Un problème de bourse qui s’est transformé, pour la plupart, en tracasserie avec les universités qui refusent de délivrer des diplômes ou attestations de soutenance pour les finalistes. Le retrait de ces documents sont désormais conditionnés par la liquidation des « dettes » de l’Etat congolais.

Outre les problèmes de scolarité, ces étudiants ont des ennuis administratifs. Ils détiennent des passeports expirés, plusieurs étudiants seraient donc en situation irrégulière en Côte d’Ivoire. 

À plusieurs reprises, ils auraient sollicité la représentation diplomatique congolaise en Côte d’Ivoire, qui leur répondrait que leurs « doléances demeurent sans suite » jusqu’à ce jour. 

Ils en appellent à la bonne volonté des autorités compétentes pour qu’une issue favorable à cette situation qui perdure depuis plusieurs mois soit trouvée. « Ce que nous pouvons demander est que le gouvernement puisse toucher du doigt notre problème avec un peu d’humanisme, parce que, ce que nous vivons ici est catastrophique. », déclare, Loubaki.
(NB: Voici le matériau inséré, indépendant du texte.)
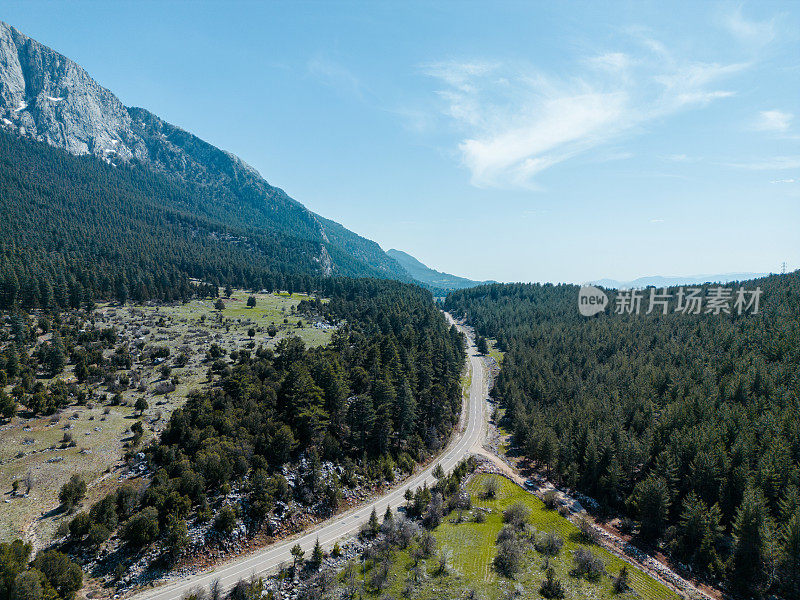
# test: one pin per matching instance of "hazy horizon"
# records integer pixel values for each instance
(538, 143)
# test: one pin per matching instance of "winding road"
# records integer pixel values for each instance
(468, 439)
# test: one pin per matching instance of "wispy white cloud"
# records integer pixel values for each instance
(517, 121)
(773, 120)
(776, 163)
(335, 75)
(683, 158)
(756, 32)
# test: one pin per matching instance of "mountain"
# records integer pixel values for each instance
(659, 281)
(431, 278)
(47, 97)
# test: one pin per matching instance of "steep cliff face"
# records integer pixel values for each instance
(47, 97)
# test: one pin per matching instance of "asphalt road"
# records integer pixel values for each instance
(469, 437)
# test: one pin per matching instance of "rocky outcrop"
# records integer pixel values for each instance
(48, 97)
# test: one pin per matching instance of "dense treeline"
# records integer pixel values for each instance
(76, 230)
(382, 395)
(689, 423)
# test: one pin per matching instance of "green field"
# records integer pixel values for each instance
(470, 548)
(100, 431)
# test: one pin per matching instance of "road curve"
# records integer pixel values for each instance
(469, 437)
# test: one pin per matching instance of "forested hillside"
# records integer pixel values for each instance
(688, 423)
(288, 431)
(76, 229)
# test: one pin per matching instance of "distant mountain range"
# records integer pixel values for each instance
(45, 96)
(659, 281)
(435, 280)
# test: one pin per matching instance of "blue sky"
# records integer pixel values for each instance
(515, 141)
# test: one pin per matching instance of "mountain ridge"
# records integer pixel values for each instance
(47, 97)
(436, 280)
(668, 281)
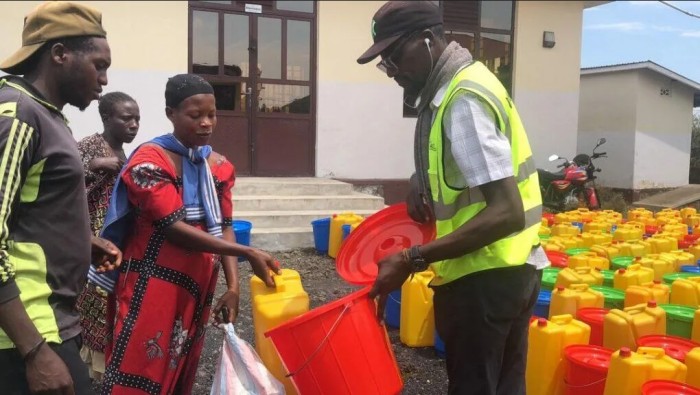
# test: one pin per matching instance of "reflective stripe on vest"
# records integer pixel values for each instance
(453, 207)
(445, 211)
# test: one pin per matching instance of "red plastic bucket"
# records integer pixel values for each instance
(586, 369)
(558, 259)
(675, 347)
(594, 317)
(338, 348)
(667, 387)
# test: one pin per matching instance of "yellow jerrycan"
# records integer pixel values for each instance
(271, 308)
(417, 328)
(544, 373)
(622, 328)
(629, 370)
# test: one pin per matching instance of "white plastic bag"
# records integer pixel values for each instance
(240, 370)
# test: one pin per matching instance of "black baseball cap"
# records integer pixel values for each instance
(396, 19)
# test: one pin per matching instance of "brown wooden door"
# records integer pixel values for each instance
(265, 113)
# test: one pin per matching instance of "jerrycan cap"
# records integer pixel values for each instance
(386, 232)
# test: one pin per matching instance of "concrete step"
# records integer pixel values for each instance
(354, 201)
(282, 239)
(296, 218)
(254, 186)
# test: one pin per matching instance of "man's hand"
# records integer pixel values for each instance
(226, 309)
(105, 255)
(48, 374)
(261, 263)
(393, 272)
(111, 165)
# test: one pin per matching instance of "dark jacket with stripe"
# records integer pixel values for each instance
(44, 227)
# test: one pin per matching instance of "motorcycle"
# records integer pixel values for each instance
(574, 186)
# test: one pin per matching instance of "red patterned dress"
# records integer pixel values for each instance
(164, 291)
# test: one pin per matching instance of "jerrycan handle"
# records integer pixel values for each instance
(562, 319)
(280, 284)
(651, 352)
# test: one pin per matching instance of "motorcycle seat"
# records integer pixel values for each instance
(547, 177)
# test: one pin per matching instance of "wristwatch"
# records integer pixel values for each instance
(416, 260)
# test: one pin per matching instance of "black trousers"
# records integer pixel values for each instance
(13, 377)
(483, 319)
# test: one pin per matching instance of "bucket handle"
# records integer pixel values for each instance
(323, 342)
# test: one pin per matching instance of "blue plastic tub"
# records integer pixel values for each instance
(439, 346)
(322, 231)
(242, 231)
(392, 310)
(690, 269)
(542, 305)
(346, 231)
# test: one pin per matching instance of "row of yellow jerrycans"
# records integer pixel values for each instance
(636, 280)
(627, 370)
(643, 215)
(661, 263)
(621, 239)
(587, 216)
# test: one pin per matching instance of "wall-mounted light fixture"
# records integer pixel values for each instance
(548, 40)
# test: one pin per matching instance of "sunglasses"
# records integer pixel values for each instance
(387, 64)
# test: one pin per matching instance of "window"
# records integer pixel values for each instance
(485, 28)
(255, 62)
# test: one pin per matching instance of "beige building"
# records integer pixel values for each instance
(308, 108)
(644, 111)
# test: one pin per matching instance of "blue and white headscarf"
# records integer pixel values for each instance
(199, 197)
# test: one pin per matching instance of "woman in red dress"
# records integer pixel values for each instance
(166, 284)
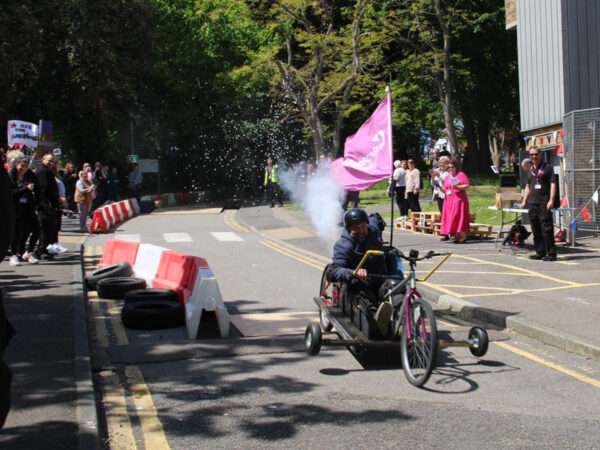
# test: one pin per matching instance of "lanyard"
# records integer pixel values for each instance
(539, 173)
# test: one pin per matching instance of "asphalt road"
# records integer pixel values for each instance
(161, 390)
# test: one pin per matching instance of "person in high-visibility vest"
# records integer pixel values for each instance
(272, 182)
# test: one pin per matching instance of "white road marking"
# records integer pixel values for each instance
(129, 237)
(177, 237)
(225, 236)
(578, 300)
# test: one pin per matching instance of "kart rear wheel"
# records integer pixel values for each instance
(324, 321)
(480, 341)
(313, 338)
(419, 353)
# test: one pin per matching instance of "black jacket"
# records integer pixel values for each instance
(347, 253)
(48, 188)
(7, 209)
(25, 201)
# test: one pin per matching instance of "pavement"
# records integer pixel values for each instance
(54, 404)
(553, 302)
(53, 401)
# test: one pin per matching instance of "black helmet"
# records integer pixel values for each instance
(355, 215)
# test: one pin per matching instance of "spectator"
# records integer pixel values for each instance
(48, 204)
(135, 182)
(7, 225)
(24, 198)
(62, 201)
(399, 177)
(271, 182)
(437, 181)
(69, 179)
(540, 193)
(310, 171)
(455, 214)
(113, 184)
(413, 186)
(101, 186)
(84, 190)
(435, 163)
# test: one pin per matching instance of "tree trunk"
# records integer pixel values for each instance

La récurrence de la situation devrait interpeller les pouvoirs publics au vu du risque important de préjudice à la réputation des étudiants congolais encouru à travers le monde.  

Le mois dernier déjà, deux cent seize (216) étudiants boursiers congolais étaient menacés d’être expulsés d’une université au Maroc pour non versement des frais académiques de la part des autorités congolaises à l’UPM depuis 2014.